Many countries thus saw a large diversity of local insurers soliciting the business, and catering to the different needs of clients with Italian, Spanish, English, or German backgrounds, often signaling their origin and target segment in company names such as la Anglo-Argentina, Franco-Argentina, or Germano-Argentina.

India with its long tradition of trade has a history which goes back several millennia. Early forms of insurance can be dated back to the third century BCE. In the late 18th century British insurance companies operated on the Subcontinent through agency houses. In 1818, a Scotsman founded the first modern insurance company to be incorporated in India. Indian agency houses helped spread insurance further into Asia.
The Swadeshi movement at the beginning of the 20th century led to the foundation of many Indian owned insurance companies. The New India was to be the first wholly Indian owned insurer. By the 1950s it had built a global network of agencies. Swiss Re was very closely associated with the Indian market covering British companies’ risks there as early as 1865. From 1929 on Swiss Re dealt directly with the Indian insurers and became the most important re-insurer for life business helping the Indian industry to grow, despite fierce competition from the British insurers.

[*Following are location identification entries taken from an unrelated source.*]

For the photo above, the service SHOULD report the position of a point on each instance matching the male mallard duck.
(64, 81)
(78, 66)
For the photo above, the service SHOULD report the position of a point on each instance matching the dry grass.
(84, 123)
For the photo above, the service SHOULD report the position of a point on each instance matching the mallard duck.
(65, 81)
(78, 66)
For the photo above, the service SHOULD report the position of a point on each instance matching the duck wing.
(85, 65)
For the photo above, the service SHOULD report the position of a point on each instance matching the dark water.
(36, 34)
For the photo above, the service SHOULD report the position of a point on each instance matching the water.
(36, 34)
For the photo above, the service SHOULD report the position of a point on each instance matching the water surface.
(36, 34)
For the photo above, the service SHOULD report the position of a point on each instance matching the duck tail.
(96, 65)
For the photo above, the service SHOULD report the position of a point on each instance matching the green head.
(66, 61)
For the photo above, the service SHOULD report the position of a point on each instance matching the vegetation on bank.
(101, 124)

Across the African continent, especially in Sub-Saharan Africa, it was South Africa that was to take the lead. Dutch and British immigrants founded combined fire and life insurance companies already in the 1830s. In the early 20th century the South African state took a unique approach by choosing to do without social insurance and leaving old age provision to life insurers. At the time, many countries had adopted social insurance schemes based on the German model invented by Chancellor Otto von Bismarck to appease the growing proletarian classes. 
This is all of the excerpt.